Thursday, November 10, 2005

ANWR

it looks like ANWR is safe again. it seems that every year there is a ploy to open up drilling there and each time it is narrowly averted. i actually thought they would get away with it this year. and they would have done it too, if it weren't for those meddling kids.

here's what always bugged me about the entire ANWR debate: putting aside the environmental issues (e.g. just how much impact drilling will have on the area) and the issue of just how much oil there is under there, the republicans' annual proposal to drill in ANWR offends my basic sense of fair play.

ANWR's defenders often describe the area as "pristine" but it wasn't all that long ago that all of northern alaska was unspoiled. when this country had it's original debate about the environmental impact of drilling in north alaska, it featured some of the same cast of characters as we find in the current ANWR debate, pitting proponents of people who wanted to exploit the regions oil reserves against environmentalists who wanted to keep the wilderness unsullied.

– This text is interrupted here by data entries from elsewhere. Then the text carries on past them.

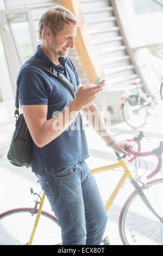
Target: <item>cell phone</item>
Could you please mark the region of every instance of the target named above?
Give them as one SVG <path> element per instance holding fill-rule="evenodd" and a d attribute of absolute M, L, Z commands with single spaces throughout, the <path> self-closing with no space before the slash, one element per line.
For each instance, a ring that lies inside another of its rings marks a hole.
<path fill-rule="evenodd" d="M 101 84 L 101 83 L 104 83 L 104 82 L 106 81 L 107 79 L 103 79 L 102 81 L 101 81 L 99 83 L 97 84 L 97 86 L 99 84 Z"/>

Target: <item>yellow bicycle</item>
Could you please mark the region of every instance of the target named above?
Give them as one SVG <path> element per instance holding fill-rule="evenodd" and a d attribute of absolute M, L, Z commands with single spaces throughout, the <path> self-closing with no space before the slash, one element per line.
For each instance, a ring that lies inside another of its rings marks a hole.
<path fill-rule="evenodd" d="M 163 142 L 156 149 L 147 152 L 141 152 L 140 141 L 143 134 L 128 141 L 137 144 L 136 151 L 126 148 L 136 157 L 154 155 L 158 159 L 156 169 L 147 178 L 151 179 L 158 173 L 162 166 L 161 154 Z M 123 245 L 163 245 L 163 178 L 156 179 L 143 183 L 141 176 L 133 176 L 133 172 L 128 169 L 124 158 L 116 153 L 118 161 L 116 163 L 91 170 L 92 174 L 122 168 L 123 174 L 105 205 L 108 211 L 118 192 L 129 179 L 134 190 L 124 203 L 119 218 L 120 235 Z M 136 161 L 136 160 L 135 160 Z M 4 245 L 60 245 L 61 230 L 56 217 L 42 210 L 45 194 L 42 198 L 37 195 L 33 208 L 23 208 L 7 211 L 0 214 L 1 244 Z M 39 209 L 38 205 L 40 204 Z M 104 245 L 108 245 L 106 238 Z"/>

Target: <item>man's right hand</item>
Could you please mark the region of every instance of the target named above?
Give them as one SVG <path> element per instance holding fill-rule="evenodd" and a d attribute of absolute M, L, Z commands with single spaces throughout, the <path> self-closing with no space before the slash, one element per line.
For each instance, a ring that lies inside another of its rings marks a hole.
<path fill-rule="evenodd" d="M 106 83 L 99 85 L 91 86 L 90 85 L 81 86 L 74 100 L 78 102 L 80 108 L 82 109 L 90 105 L 103 90 Z"/>

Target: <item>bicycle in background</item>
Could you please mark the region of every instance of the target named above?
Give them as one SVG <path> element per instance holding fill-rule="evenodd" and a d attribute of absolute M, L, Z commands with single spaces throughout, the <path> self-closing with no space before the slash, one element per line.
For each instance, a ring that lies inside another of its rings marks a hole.
<path fill-rule="evenodd" d="M 141 131 L 138 136 L 127 139 L 133 142 L 137 150 L 126 148 L 126 150 L 133 155 L 128 159 L 129 162 L 137 159 L 140 162 L 139 157 L 154 156 L 156 157 L 157 166 L 147 176 L 149 179 L 161 168 L 163 142 L 160 142 L 159 146 L 151 151 L 141 152 L 140 142 L 143 137 L 143 133 Z M 95 174 L 117 168 L 123 171 L 122 177 L 105 204 L 106 211 L 124 186 L 126 180 L 129 180 L 133 186 L 134 191 L 126 200 L 119 217 L 119 233 L 122 242 L 127 245 L 162 245 L 163 178 L 145 182 L 143 178 L 145 173 L 139 175 L 137 172 L 140 164 L 138 167 L 136 165 L 134 171 L 130 170 L 124 160 L 126 156 L 115 154 L 117 162 L 93 169 L 91 172 Z M 0 243 L 8 245 L 61 245 L 61 230 L 57 218 L 42 210 L 45 193 L 41 198 L 40 194 L 34 193 L 32 189 L 30 191 L 37 197 L 34 208 L 15 209 L 0 214 Z M 104 245 L 109 244 L 107 237 L 104 239 L 103 242 Z"/>
<path fill-rule="evenodd" d="M 154 109 L 163 100 L 163 67 L 152 67 L 156 80 L 151 97 L 148 97 L 143 90 L 141 80 L 137 78 L 130 83 L 127 93 L 120 98 L 122 101 L 120 107 L 124 120 L 134 129 L 145 124 L 149 109 Z"/>

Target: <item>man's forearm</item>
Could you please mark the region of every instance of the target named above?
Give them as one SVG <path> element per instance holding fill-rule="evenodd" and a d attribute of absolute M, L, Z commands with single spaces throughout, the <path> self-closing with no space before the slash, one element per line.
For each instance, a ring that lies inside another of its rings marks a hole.
<path fill-rule="evenodd" d="M 63 111 L 46 121 L 39 135 L 40 147 L 42 147 L 60 135 L 71 125 L 80 109 L 74 100 Z"/>
<path fill-rule="evenodd" d="M 92 103 L 83 108 L 82 110 L 95 130 L 106 144 L 109 143 L 112 140 L 112 138 L 96 104 Z"/>

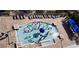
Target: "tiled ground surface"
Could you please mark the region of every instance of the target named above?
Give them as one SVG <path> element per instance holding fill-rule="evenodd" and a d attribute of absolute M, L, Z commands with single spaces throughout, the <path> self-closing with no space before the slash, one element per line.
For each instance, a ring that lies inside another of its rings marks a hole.
<path fill-rule="evenodd" d="M 40 21 L 43 22 L 49 22 L 49 23 L 54 23 L 55 25 L 57 25 L 58 31 L 60 32 L 60 34 L 62 35 L 62 42 L 61 40 L 58 40 L 57 43 L 52 44 L 50 46 L 47 46 L 49 48 L 53 47 L 53 48 L 60 48 L 60 47 L 67 47 L 70 45 L 74 45 L 75 41 L 70 41 L 66 31 L 64 30 L 63 26 L 62 26 L 62 20 L 64 18 L 57 18 L 57 19 L 42 19 Z M 18 24 L 18 25 L 22 25 L 22 24 L 26 24 L 29 22 L 34 22 L 36 20 L 29 20 L 27 17 L 23 20 L 13 20 L 12 17 L 0 17 L 0 32 L 4 32 L 6 33 L 7 31 L 11 31 L 12 30 L 12 25 Z M 13 48 L 14 45 L 10 44 L 11 42 L 16 42 L 16 36 L 15 36 L 15 31 L 11 31 L 8 33 L 9 37 L 0 40 L 0 48 Z M 9 42 L 8 42 L 9 39 Z M 26 46 L 24 46 L 26 47 Z M 42 47 L 42 46 L 38 46 L 36 44 L 34 45 L 29 45 L 28 47 L 30 48 L 34 48 L 34 47 Z M 47 48 L 47 47 L 42 47 L 42 48 Z"/>

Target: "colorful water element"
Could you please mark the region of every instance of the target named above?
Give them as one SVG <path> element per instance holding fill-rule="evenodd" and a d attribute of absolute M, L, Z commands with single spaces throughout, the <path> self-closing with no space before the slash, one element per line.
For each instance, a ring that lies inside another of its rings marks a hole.
<path fill-rule="evenodd" d="M 55 26 L 45 22 L 32 22 L 17 30 L 18 42 L 22 44 L 28 43 L 53 43 L 59 36 Z"/>

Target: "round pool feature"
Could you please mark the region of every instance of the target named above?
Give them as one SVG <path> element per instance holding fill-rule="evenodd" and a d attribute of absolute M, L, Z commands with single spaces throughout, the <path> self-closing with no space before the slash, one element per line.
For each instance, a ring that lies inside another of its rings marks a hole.
<path fill-rule="evenodd" d="M 40 28 L 39 31 L 40 31 L 41 33 L 44 33 L 44 32 L 45 32 L 45 30 L 44 30 L 43 28 Z"/>
<path fill-rule="evenodd" d="M 38 36 L 39 36 L 39 33 L 34 33 L 34 34 L 33 34 L 33 37 L 34 37 L 34 38 L 38 38 Z"/>

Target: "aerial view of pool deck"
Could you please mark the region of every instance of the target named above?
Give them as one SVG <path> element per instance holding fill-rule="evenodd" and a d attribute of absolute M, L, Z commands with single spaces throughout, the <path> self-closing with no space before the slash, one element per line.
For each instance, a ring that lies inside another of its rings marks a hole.
<path fill-rule="evenodd" d="M 79 13 L 73 10 L 0 11 L 0 48 L 78 47 L 79 14 L 76 12 Z"/>

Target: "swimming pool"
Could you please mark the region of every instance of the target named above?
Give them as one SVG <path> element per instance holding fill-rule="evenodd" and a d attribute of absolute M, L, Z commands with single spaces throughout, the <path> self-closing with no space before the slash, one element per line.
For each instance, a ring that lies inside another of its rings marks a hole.
<path fill-rule="evenodd" d="M 17 41 L 22 45 L 31 43 L 54 43 L 59 36 L 59 32 L 54 25 L 46 22 L 31 22 L 19 26 L 16 30 Z"/>

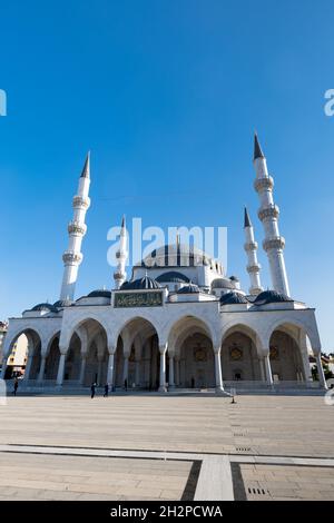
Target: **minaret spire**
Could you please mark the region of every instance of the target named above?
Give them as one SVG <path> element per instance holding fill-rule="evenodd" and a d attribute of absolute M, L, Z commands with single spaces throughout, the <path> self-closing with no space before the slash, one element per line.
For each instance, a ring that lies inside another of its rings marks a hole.
<path fill-rule="evenodd" d="M 257 135 L 255 135 L 254 139 L 254 168 L 256 172 L 254 187 L 261 201 L 258 218 L 263 223 L 265 231 L 263 248 L 266 251 L 269 262 L 272 285 L 278 293 L 289 296 L 283 254 L 285 239 L 283 236 L 279 236 L 279 209 L 277 205 L 274 204 L 273 198 L 274 180 L 268 174 L 266 158 L 261 149 Z"/>
<path fill-rule="evenodd" d="M 257 254 L 256 254 L 257 243 L 255 241 L 255 238 L 254 238 L 254 229 L 253 229 L 253 225 L 252 225 L 246 207 L 245 207 L 244 230 L 245 230 L 245 239 L 246 239 L 244 249 L 246 250 L 246 254 L 247 254 L 247 259 L 248 259 L 247 273 L 249 274 L 249 278 L 250 278 L 249 294 L 257 295 L 263 290 L 263 287 L 261 286 L 261 279 L 259 279 L 261 265 L 257 263 Z"/>
<path fill-rule="evenodd" d="M 254 160 L 256 160 L 256 158 L 265 158 L 257 138 L 257 132 L 254 135 Z"/>
<path fill-rule="evenodd" d="M 119 235 L 119 249 L 116 253 L 116 257 L 118 259 L 118 264 L 117 264 L 117 269 L 114 273 L 114 279 L 115 279 L 115 287 L 118 289 L 121 287 L 121 285 L 127 278 L 126 262 L 128 258 L 128 250 L 127 250 L 127 228 L 126 228 L 125 216 L 122 216 L 121 218 L 120 235 Z"/>
<path fill-rule="evenodd" d="M 75 298 L 79 265 L 84 258 L 81 254 L 81 243 L 87 230 L 85 217 L 87 209 L 90 206 L 90 198 L 88 196 L 89 185 L 90 154 L 88 152 L 79 178 L 78 194 L 73 197 L 73 219 L 68 224 L 69 245 L 68 249 L 62 255 L 65 267 L 60 292 L 61 300 L 72 300 Z"/>

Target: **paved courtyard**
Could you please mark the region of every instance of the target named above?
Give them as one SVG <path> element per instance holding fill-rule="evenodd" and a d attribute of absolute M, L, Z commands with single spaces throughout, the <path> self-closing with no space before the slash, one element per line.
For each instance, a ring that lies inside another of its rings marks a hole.
<path fill-rule="evenodd" d="M 205 499 L 215 477 L 216 499 L 333 499 L 322 396 L 18 396 L 0 416 L 1 500 Z"/>

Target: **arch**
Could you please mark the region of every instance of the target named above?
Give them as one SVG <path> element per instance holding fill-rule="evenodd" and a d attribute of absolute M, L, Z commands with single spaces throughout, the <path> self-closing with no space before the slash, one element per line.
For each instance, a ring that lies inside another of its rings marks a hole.
<path fill-rule="evenodd" d="M 169 353 L 174 352 L 177 345 L 184 342 L 184 336 L 186 336 L 187 333 L 194 332 L 194 329 L 205 334 L 214 344 L 215 336 L 209 325 L 203 318 L 198 318 L 194 315 L 185 315 L 169 327 L 167 336 Z"/>
<path fill-rule="evenodd" d="M 228 329 L 222 342 L 220 358 L 224 382 L 262 378 L 256 333 L 248 327 L 236 325 Z"/>
<path fill-rule="evenodd" d="M 159 378 L 159 336 L 150 319 L 129 318 L 119 329 L 115 365 L 117 386 L 156 388 Z"/>
<path fill-rule="evenodd" d="M 233 325 L 226 325 L 222 333 L 222 346 L 225 339 L 234 333 L 242 333 L 248 336 L 257 348 L 259 345 L 259 335 L 253 326 L 246 323 L 234 323 Z"/>
<path fill-rule="evenodd" d="M 136 315 L 128 318 L 115 333 L 114 335 L 114 346 L 117 346 L 119 336 L 122 341 L 130 346 L 134 343 L 134 339 L 140 332 L 141 336 L 146 336 L 149 332 L 155 332 L 159 341 L 159 328 L 155 325 L 151 318 L 147 318 L 144 315 Z"/>
<path fill-rule="evenodd" d="M 30 325 L 27 325 L 24 327 L 21 326 L 20 328 L 17 328 L 10 335 L 7 334 L 4 338 L 3 358 L 7 358 L 10 355 L 14 343 L 22 334 L 24 334 L 24 336 L 27 336 L 28 338 L 29 351 L 31 351 L 31 347 L 32 347 L 32 351 L 35 349 L 36 342 L 39 342 L 40 344 L 42 344 L 43 336 L 35 326 L 30 326 Z"/>
<path fill-rule="evenodd" d="M 306 375 L 298 338 L 284 326 L 278 326 L 272 332 L 269 351 L 274 382 L 307 379 L 310 372 Z"/>
<path fill-rule="evenodd" d="M 267 326 L 264 333 L 264 343 L 265 343 L 264 347 L 269 346 L 272 334 L 274 333 L 274 330 L 279 329 L 279 328 L 286 329 L 286 330 L 288 329 L 293 330 L 297 328 L 299 332 L 305 332 L 305 334 L 307 335 L 310 339 L 312 349 L 315 349 L 315 351 L 321 349 L 321 341 L 320 341 L 317 326 L 316 326 L 314 317 L 313 317 L 313 326 L 310 326 L 308 323 L 303 322 L 298 318 L 292 318 L 291 316 L 275 319 L 271 325 Z"/>
<path fill-rule="evenodd" d="M 95 335 L 94 330 L 98 333 L 99 329 L 102 329 L 106 333 L 107 345 L 112 345 L 114 336 L 109 329 L 109 326 L 101 320 L 101 317 L 97 314 L 89 314 L 89 316 L 81 316 L 77 318 L 77 322 L 70 325 L 62 326 L 59 345 L 61 347 L 68 348 L 72 335 L 77 332 L 80 337 L 80 327 L 85 326 L 88 332 L 88 337 Z"/>

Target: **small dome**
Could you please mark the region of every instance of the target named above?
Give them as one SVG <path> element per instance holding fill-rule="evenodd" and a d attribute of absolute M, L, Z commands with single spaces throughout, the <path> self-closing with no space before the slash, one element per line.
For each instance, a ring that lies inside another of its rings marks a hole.
<path fill-rule="evenodd" d="M 73 305 L 75 302 L 71 302 L 70 299 L 58 299 L 58 302 L 53 303 L 53 307 L 56 308 L 63 308 L 63 307 L 70 307 Z"/>
<path fill-rule="evenodd" d="M 121 290 L 147 290 L 161 287 L 156 279 L 150 278 L 149 276 L 144 276 L 144 278 L 134 279 L 132 282 L 125 282 L 120 288 Z"/>
<path fill-rule="evenodd" d="M 174 283 L 174 284 L 188 284 L 190 280 L 187 276 L 176 270 L 169 270 L 168 273 L 160 274 L 156 278 L 160 283 Z"/>
<path fill-rule="evenodd" d="M 216 278 L 212 283 L 212 288 L 235 288 L 228 278 Z"/>
<path fill-rule="evenodd" d="M 220 305 L 247 304 L 247 298 L 240 293 L 226 293 L 219 299 Z"/>
<path fill-rule="evenodd" d="M 264 290 L 256 296 L 254 305 L 276 304 L 281 302 L 293 302 L 293 299 L 285 294 L 277 293 L 277 290 Z"/>
<path fill-rule="evenodd" d="M 198 285 L 190 283 L 189 285 L 184 285 L 184 287 L 179 288 L 177 294 L 198 294 L 199 292 Z"/>
<path fill-rule="evenodd" d="M 30 310 L 58 313 L 57 308 L 52 304 L 37 304 Z"/>
<path fill-rule="evenodd" d="M 111 290 L 97 289 L 87 295 L 87 298 L 111 298 Z"/>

in 1980 the parties reached a compromise. 95% of the area would be opened up to oil exploration and drilling. 5% of the area--the 5% that was least likely to have a lot of oil--became the artic refuge where drilling was prohibited. a 95 to 5 compromise was hardly an even split, but the mainstream environmental movement learned to live with it. the oil industry and its backers have not. you never hear major environmental groups demanding that oil rigs in prudhoe bay or other oil-producing regions be shut down and returned to the wilderness. but the oil industry has never given up on ANWR. immediately after they were given the right to drill in 95%, they started going after the other 5%.

no matter what the environmental impact drilling in ANWR would really have, or how much or little the area really is capable of producing, i'm against drilling in ANWR simply on the principle that parties should live with their compromises.